Kongre sloganında Öcalan'a vurgu
PKK 30. yılında 10. kongresini gerçekleştirirken PKK'nin güçlü geleneği ile bugüne taşınan değerler bu anlamda değişmeyen ve Öcalan'ın ideolojik açılımları ile stratejik, paradigmatik anlamdaki köklü değişimlerini tanımlamak açısından önemli bir dönemeci ifade ediyordu.
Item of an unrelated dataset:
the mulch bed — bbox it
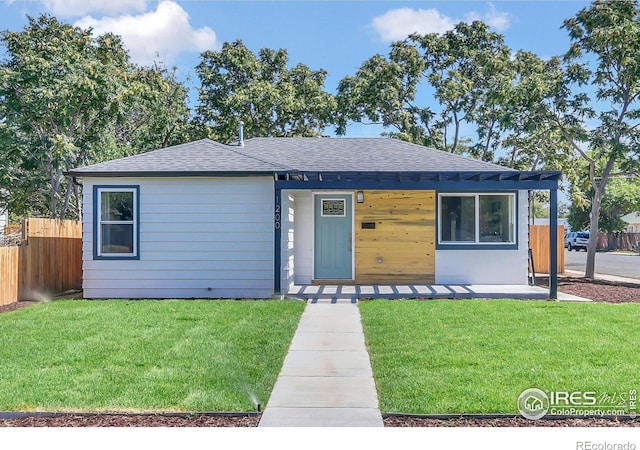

Duran Kalkan bu anlamda kongrenin sloganının 'Partileşelim, Kürdistan'ı ve Önder Apo'yu özgürleştirelim' olduğunu dile getiriyor.
Kürdistanda konfederal bir demokratik çözüm projesinin iddialı, inançlı ve fedai kadro yapısı olmaksızın gerçekleşemeyeceği bunun da ancak PKK gibi iktidarı hedeflemeden partileşmekten geçtiği kongrede ortaya çıkan temel sonuçlardan biriydi. Cemil Bayık'da bunu 'Kürdistan'da parti olmadan yaprak dahi kımıldamaz' sözü ile özetliyordu.
Cezaevinden çıkanlara çağrı
Kongrenin kapanış konuşmasında Murat Karayılan, 'Tüm eski PKK'li kadrolara sorumluluk ve görev çağrısı yapıyoruz. Bu hareketi tanımış, şimdi şehit düşmüş olan o güzel insanlarla bir şeyler paylaşmış olanlara elinizi vicdanınıza koyun ve geri dönün diyoruz. Böylesi bir tarihi süreçte görevlerinize sahip çıkın. Edindiğiniz birikim ve tecrübeleri bu halkın hizmetine sunun. Kopmuş olsanız da eğer vicdanınız kararmamışsa başta Önderliğimiz, gerillamız ve halkımızın seferberlik ruhu ile katıldığı hamlede sizlerde yerinizi alın' dedi.
Oğlunu eleştiren yaşlı gerilla
Kongrede PKK'nin kadrosal sorunları en temel tartışmalardan biriydi. Eski PKK kadrolarından cezaevlerinden çıkıp da kopmuş olanların durumları tartışılarak, bu noktada kadro politikasının eleştirisi ve özeleştirisi de yapıldı. Bu tartışmalar sırasında kendisi de uzun süre cezaevlerinde kalmış olan Mahmut Mardin'in eleştirileri oldukça ilginçti. Cezaevi politikalarından dolayı eleştirilerde bulunan Mahmut Mardin 'İyi dediğiniz, o kadar eğittiğiniz kadro gelmedi ama ben geldim' deyince delegeler gülmeye başlıyor. Bu gülüşmenin nedenini sonradan anlıyoruz. Meğerse Mahmut Mardin'in bahsettiği 'iyi kadro' kendi oğluymuş.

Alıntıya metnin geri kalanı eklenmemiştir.